Years later, the conflict came to a head with Steve's increasing demands to sell the ranch. Facing this added stress and the ongoing pressures of sustaining the ranch, Kirk spiraled downward into depression. He felt unable to mend his severed family relationships and became shadowed by an uncharacteristic darkness. On a snowy day, six days before Christmas in 1998, Kirk took his own life at 43.
Devastated, Ann attempted to pick up the pieces. Eventually she realized the only solution to the growing demand to sell the ranch was to split ownership with Steve.
That, however, was the only compromise she would make. It took 11 years after Kirk's death, but Ann signed the first of the conservation easements her husband fought for.
Fifteen years later, Kirk's legacy lives on with his land, his family, his work and everybody with whom he came in contact, says Dickman. The Peak to Prairie Conservation Initiative is one of the many indirect results of the eco-cowboy's ripple effect. It created a linked, sustainable ecosystem through a collection of conserved land between Pueblo and the Springs, including hundreds of acres of the Hanna Ranch.

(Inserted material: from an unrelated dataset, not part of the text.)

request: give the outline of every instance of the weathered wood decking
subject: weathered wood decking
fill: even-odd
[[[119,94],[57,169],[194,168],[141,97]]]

Dickman is among a growing number eager to see what action Kirk and Ann's two daughters will take when they inherit the ranch. "Hopefully, they're coming in at the right time, when people are supporting agriculture, and they'll be the next generation that moves things forward," he says.
And if these words ring as true and authentic as they did in the documentary's final minutes, there's hope for us yet. "We are tied to family through this piece of land," says daughter Emy. "It's my blood, it's my father's blood."